Gelembung-gelembung mengapung di permukaan air, dan di tengahnya, Hinako menatapku dengan wajah yang merah cerah.
“Da—...!”
“Da?”
“D-Dasar gak tahu malu...!!”
Dengan malu-malu, Hinako meletakkan tangannya di kedua bahunya dan memeluk dirinya sendiri.
“Hah, gak tahu malu...?”
Aku tidak mau mendengar kalimat seperti itu dari seorang yang pernah dengan sengaja melepaskan pakaian renangnya.
Keesokan harinya.
Saat jam istirahat, aku memberi tahu Tennoji-san bahwa aku diberikan izin tentang apa yang kami bicarakan kemarin, jadi sepulang sekolah hari ini kami memutuskan untuk langsung memulai sesi belajar bareng.
“Baiklah, sekarang aku akan mengajarimu dengan keras!”
“M-Mohon bimbingannya...”
Saat siswa-siswi lain meninggalkan akademi, aku dan Tennoji-san ketemuan di kafe yang berada di dekat kantin akademi.
Nah, meskipun sudah terlambat untuk bertanya-tanya seperti ini, tapi aku masih ingin tahu, apakah aku akan bisa melalui ini dengan baik? Tapi terlepas dari aku yang merasakan kecemasan seperti itu, Tennoji-san tampak sangat termotivasi.
“Fufufu... Mengalahkan Hinako Konohana...! Kali ini, aku pasti akan melenyapkan senyuman buat-buatannya itu...,” kata Tennoji-san, dengan senyum yang tampak seperti iblis di wajahnya.
Ngomong-ngomong, tampaknya Tennoji-san yang datang lebih awal telah memesan minuman termasuk untukku juga.
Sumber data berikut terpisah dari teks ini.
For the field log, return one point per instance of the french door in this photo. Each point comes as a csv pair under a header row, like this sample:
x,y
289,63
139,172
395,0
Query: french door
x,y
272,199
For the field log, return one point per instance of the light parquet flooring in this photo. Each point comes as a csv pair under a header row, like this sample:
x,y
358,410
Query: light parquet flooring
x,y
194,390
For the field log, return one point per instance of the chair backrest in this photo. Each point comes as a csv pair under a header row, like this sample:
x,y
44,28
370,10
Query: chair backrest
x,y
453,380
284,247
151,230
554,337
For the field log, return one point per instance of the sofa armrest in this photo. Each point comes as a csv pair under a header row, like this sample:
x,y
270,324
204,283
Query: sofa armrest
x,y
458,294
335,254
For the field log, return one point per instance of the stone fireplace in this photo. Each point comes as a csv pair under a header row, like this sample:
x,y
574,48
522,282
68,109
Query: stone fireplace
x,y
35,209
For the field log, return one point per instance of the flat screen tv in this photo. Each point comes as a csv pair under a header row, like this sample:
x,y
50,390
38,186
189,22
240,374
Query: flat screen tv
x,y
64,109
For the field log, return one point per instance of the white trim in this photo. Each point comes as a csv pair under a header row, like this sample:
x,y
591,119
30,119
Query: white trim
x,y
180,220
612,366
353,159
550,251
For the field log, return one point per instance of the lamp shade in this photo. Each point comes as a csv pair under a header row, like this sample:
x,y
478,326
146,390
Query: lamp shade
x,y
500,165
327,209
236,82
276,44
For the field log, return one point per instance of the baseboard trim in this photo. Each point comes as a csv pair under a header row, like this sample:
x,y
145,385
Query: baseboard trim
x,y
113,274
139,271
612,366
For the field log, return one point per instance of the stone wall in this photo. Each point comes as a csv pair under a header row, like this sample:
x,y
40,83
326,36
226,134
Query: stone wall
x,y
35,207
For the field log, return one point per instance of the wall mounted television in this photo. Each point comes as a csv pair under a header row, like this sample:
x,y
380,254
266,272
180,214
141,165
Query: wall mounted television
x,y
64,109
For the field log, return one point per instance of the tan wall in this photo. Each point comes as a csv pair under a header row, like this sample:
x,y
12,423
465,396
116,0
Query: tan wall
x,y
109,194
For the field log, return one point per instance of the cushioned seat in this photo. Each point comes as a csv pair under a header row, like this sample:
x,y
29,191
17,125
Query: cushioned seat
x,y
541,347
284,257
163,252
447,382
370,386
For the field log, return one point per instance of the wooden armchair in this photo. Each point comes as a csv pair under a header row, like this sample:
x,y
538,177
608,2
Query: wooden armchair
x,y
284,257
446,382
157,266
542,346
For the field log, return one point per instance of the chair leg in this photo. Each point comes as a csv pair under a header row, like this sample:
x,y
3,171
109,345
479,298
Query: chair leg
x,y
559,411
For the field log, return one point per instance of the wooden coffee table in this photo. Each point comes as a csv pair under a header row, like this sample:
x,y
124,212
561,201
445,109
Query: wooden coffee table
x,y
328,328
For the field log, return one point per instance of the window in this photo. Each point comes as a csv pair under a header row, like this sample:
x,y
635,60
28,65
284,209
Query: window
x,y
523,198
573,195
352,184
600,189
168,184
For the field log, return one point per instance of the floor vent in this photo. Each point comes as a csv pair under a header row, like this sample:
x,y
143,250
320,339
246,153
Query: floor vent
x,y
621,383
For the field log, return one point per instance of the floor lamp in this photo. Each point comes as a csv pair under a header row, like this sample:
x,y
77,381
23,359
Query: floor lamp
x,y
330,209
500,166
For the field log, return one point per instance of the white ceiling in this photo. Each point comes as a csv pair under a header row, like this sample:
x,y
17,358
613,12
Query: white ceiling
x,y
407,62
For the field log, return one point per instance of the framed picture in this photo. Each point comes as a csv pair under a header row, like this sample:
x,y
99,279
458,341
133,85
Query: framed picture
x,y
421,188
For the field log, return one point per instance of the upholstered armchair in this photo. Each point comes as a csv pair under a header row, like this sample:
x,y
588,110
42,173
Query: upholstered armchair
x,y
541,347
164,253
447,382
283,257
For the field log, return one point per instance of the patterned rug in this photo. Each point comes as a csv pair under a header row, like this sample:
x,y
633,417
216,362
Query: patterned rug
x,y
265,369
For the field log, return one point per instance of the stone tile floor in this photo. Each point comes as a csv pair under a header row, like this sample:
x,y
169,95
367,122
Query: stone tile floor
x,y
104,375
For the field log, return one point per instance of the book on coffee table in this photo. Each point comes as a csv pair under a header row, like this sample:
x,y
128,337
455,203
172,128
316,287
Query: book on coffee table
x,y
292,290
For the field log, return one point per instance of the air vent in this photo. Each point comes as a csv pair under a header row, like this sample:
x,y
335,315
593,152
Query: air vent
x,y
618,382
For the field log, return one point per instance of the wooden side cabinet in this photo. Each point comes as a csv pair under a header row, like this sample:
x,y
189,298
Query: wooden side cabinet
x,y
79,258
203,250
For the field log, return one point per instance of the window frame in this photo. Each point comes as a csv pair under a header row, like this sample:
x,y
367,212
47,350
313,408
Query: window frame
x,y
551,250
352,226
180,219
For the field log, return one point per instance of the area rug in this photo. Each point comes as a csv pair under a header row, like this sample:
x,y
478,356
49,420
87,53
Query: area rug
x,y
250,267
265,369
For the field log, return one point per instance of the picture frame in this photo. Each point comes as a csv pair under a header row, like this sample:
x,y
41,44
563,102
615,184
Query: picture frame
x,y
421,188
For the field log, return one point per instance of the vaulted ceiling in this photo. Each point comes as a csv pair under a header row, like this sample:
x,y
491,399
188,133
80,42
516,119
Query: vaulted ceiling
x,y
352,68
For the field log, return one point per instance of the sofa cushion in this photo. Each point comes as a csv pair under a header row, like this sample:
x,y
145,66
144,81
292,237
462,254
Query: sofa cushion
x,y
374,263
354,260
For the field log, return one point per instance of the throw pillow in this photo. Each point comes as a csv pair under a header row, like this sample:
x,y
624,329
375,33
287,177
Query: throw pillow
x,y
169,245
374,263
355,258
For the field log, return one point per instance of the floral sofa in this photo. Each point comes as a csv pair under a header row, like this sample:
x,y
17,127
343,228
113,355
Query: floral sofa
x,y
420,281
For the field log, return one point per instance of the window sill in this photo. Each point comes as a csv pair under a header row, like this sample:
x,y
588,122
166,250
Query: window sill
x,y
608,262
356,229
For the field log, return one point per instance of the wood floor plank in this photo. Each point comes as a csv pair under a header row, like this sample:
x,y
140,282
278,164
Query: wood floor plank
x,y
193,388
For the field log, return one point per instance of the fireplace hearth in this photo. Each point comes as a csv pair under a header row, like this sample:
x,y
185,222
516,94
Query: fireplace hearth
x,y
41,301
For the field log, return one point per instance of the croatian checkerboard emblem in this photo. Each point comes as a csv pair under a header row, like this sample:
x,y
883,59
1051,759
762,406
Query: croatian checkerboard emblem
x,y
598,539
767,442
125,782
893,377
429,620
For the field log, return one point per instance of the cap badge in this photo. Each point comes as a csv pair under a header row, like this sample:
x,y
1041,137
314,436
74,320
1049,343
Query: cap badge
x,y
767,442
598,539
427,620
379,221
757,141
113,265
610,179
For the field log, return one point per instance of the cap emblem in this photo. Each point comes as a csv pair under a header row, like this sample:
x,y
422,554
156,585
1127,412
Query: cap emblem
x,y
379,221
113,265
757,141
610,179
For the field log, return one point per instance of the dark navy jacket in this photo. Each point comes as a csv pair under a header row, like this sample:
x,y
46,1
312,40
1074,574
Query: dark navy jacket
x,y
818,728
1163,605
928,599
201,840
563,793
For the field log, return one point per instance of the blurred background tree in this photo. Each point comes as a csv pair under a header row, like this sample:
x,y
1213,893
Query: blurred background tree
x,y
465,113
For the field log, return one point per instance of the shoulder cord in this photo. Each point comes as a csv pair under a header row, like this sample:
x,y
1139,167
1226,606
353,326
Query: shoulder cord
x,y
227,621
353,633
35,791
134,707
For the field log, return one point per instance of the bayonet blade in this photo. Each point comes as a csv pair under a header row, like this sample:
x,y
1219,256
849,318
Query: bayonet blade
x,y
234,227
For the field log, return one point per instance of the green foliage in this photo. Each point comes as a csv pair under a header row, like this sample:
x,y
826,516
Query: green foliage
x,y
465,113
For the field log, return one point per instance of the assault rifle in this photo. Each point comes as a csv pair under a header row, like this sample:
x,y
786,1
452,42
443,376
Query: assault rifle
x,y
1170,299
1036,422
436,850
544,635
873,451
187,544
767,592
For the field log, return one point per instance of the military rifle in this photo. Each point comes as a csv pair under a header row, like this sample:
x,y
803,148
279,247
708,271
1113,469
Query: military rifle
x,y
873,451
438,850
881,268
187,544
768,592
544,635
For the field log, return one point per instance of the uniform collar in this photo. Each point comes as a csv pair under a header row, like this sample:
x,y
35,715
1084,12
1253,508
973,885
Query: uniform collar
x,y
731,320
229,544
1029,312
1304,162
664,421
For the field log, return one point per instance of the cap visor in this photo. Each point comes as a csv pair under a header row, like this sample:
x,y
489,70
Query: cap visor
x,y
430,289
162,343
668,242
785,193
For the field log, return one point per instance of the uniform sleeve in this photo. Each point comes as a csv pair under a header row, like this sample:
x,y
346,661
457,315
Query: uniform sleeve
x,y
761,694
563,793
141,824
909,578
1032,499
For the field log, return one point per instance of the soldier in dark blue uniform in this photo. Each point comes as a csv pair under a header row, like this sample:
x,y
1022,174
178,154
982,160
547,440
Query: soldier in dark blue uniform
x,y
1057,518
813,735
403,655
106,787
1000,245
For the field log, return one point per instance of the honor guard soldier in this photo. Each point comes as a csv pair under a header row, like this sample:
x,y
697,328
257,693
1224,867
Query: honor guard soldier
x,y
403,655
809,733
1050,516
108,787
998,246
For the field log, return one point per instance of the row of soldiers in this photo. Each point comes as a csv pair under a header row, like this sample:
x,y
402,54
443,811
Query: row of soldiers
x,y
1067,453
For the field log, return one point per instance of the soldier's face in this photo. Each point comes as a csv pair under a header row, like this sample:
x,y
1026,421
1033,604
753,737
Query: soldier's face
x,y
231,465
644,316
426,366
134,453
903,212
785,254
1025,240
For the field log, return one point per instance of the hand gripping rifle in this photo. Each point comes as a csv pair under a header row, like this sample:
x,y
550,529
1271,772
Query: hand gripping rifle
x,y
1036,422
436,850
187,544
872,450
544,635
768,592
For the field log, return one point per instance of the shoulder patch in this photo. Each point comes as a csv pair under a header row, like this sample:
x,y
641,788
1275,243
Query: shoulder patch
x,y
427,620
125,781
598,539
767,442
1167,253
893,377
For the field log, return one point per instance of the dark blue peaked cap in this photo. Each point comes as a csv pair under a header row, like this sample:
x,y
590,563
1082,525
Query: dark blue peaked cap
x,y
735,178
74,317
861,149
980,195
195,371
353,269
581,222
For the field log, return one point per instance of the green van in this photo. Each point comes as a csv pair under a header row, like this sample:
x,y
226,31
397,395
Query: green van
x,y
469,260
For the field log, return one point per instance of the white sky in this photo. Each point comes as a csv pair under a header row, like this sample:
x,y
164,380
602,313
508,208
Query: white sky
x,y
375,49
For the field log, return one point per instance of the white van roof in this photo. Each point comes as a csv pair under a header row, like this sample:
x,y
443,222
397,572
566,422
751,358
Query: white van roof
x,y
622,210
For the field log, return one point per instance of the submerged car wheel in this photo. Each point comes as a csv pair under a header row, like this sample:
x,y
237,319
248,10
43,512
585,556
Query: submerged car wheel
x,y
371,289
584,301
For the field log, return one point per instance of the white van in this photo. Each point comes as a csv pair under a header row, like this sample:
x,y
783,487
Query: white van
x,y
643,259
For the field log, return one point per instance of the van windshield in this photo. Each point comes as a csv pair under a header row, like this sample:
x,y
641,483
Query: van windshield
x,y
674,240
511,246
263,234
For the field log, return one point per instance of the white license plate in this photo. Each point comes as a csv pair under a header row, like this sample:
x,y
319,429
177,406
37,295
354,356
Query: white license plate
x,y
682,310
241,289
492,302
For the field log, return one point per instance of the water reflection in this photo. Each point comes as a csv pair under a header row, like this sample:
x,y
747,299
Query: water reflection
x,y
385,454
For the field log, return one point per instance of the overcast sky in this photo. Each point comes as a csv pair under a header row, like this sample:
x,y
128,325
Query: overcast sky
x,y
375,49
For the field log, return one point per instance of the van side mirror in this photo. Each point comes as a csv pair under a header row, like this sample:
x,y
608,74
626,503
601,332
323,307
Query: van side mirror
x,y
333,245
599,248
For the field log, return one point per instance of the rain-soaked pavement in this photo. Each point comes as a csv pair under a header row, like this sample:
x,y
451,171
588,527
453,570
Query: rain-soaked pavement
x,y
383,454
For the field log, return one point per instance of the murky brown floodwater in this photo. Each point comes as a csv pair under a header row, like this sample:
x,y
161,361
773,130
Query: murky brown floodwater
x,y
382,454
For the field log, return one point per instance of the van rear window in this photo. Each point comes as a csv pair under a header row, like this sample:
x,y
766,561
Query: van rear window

Karenanya, segera setelah aku duduk di kursiku, tehku pun langsung diantarkan.
“Pertama, ayo kita tentukan target kita. Untukku, targetku adalah mengalahkan Hinako Konohana di ujian berikutnya,” umum Tennoji-san, sambil memiringkan cangkirnya dengan elegan.
“Ngomong-ngomong kapan ujian berikutnya diadakan?”
“Bulan depan.”
Sejak awal, nilainya Tennoji-san dan Hinako tidak terpaut terlalu jauh. Jadi jika dia belajar dengan giat selama satu bulan kedepan, ada kemungkin kalau Tennoji-san akan bisa mengalahkan Hinako.
“Sedangkan kamu, Tomonari-san, targetmu adalah mendapatkan peringkat lima puluh besar dalam ujian berikutnya.”
“Eh?” Pernyataannya yang tiba-tiba itu sontak membuatku terkejut. “Lima puluh besar...? Bahkan di ujian baru-baru ini saja nilaiku sedikit di bawah rata-rata, jadi kurasa target seperti itu sedikit......”
“Jangan khawatir. Lagipula, diriku ada di sini untuk mengajarimu semua yang aku tahu.”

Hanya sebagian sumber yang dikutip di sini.